Ankara wary of Athens-Cairo grid agreement

The connection of Greece and Egypt’s electricity grids will test already tense Greek-Turkish relations during the coming months. The cable that will connect the two grids will be laid in the sea area demarcated between Athens and Cairo back in August 2020, which guarantees the international legitimacy of the project. 

The problem from the Turkish point of view is that the cable will pass through areas demarcated between Ankara and the previous Libyan National Unity government, an agreement widely decried.

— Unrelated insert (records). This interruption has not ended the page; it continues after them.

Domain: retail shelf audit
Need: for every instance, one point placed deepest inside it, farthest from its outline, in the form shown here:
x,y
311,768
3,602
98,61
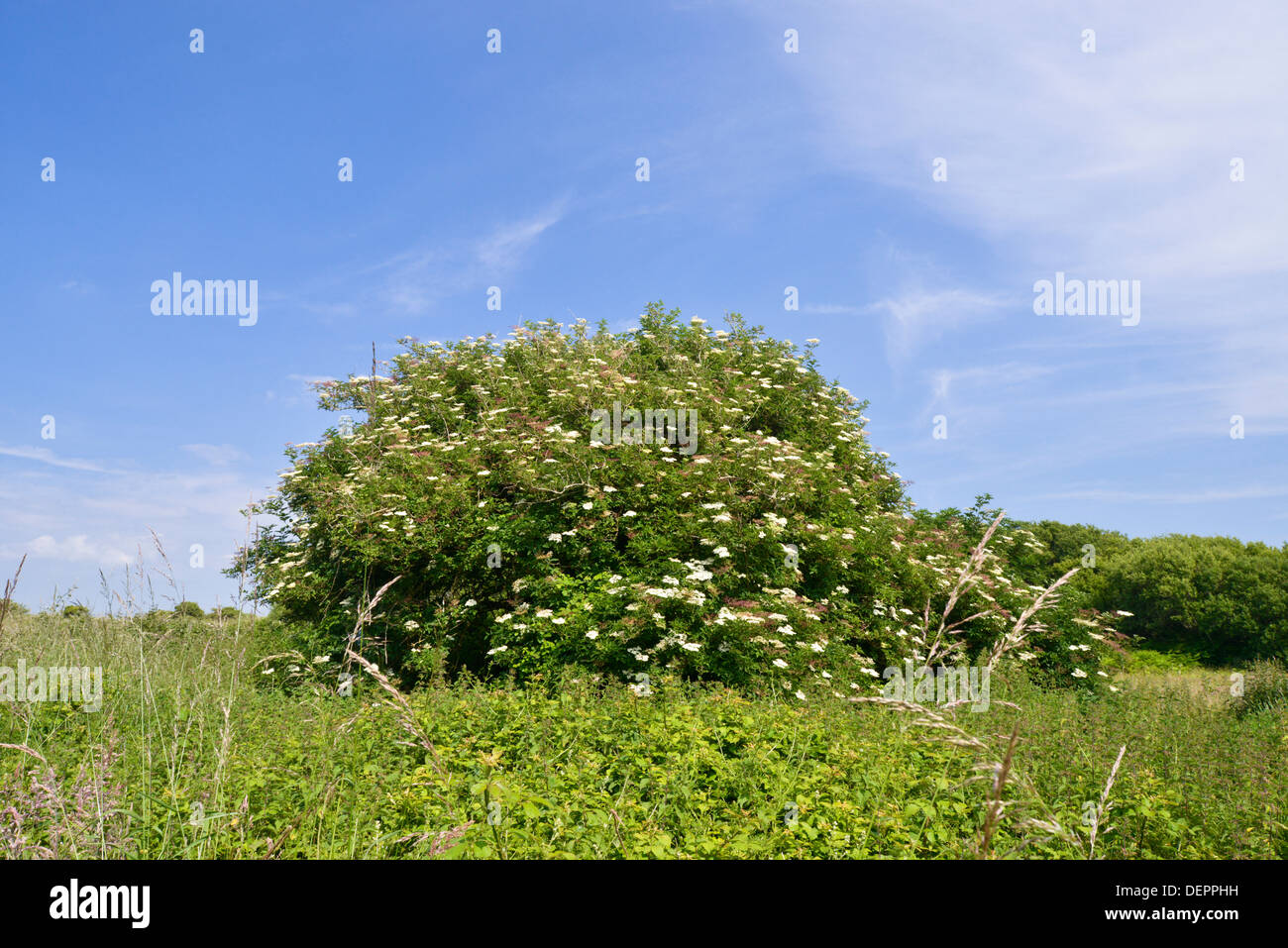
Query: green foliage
x,y
778,548
235,763
1215,596
189,610
1265,687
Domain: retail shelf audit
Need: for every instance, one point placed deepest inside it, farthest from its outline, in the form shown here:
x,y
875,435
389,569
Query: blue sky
x,y
768,168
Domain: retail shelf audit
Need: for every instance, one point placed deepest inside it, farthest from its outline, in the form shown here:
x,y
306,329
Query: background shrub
x,y
781,548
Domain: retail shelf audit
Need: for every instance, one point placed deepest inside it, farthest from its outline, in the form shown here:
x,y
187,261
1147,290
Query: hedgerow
x,y
758,537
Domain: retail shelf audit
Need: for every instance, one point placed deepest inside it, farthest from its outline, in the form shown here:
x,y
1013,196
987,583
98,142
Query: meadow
x,y
217,741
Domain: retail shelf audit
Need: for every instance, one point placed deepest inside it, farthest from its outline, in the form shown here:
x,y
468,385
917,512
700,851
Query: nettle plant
x,y
535,510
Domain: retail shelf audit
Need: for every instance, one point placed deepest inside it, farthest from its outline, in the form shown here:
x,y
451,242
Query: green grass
x,y
282,766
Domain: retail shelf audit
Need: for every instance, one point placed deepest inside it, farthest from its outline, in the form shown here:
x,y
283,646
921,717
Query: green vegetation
x,y
579,646
1212,600
227,745
507,531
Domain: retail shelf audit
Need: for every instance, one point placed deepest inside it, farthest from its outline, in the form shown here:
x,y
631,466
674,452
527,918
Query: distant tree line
x,y
1215,597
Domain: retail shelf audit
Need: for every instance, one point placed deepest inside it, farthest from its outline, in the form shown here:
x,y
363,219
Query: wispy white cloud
x,y
217,455
47,456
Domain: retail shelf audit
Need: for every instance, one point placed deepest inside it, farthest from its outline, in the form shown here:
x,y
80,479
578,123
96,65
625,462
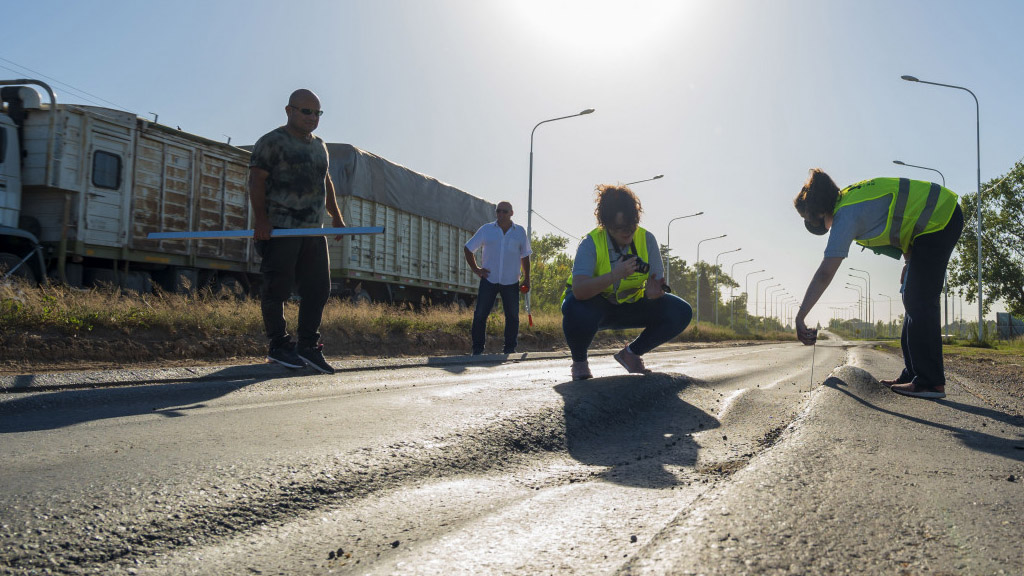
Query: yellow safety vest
x,y
915,208
630,288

The extreme rhetorical reactions of the last days on the part of Ankara are indicative of its annoyance; however, what infuriates Turkish President Recep Tayyip Erdogan even more is Cairo’s attitude. From Athens, Egyptian President Abdel Fattah el-Sisi last expressed his desire to export his country’s natural gas to Europe, with Greece as its first point of entry.

Cairo is not interested in Turkey, for reasons beyond political problems. Europe, a market of 600 million now overly dependent on Russian gas, desperately seeks alternative suppliers and is a stable market for Egypt, which also banks on its huge potential as a solar energy provider, a fact mentioned by Greek Prime Minister Kyriakos Mitsotakis. 

Despite Ankara’s efforts to reconnect with Cairo, the el-Sisi government is setting a series of conditions, the most important of which is that Turkey severs its ties with the Muslim Brotherhood. Egypt also wants Turkey out of Libya, an unacceptable demand for Erdogan, who has presented his involvement there as a major success for his neo-Ottoman ambitions, as also expressed in the “Blue Homeland” doctrine, which Greece considers a challenge to its sovereignty.

Greece is prepared for the likelihood of Turkey announcing long-term naval exercises south of Crete to delay indefinitely the laying of the cable connecting it with Egypt.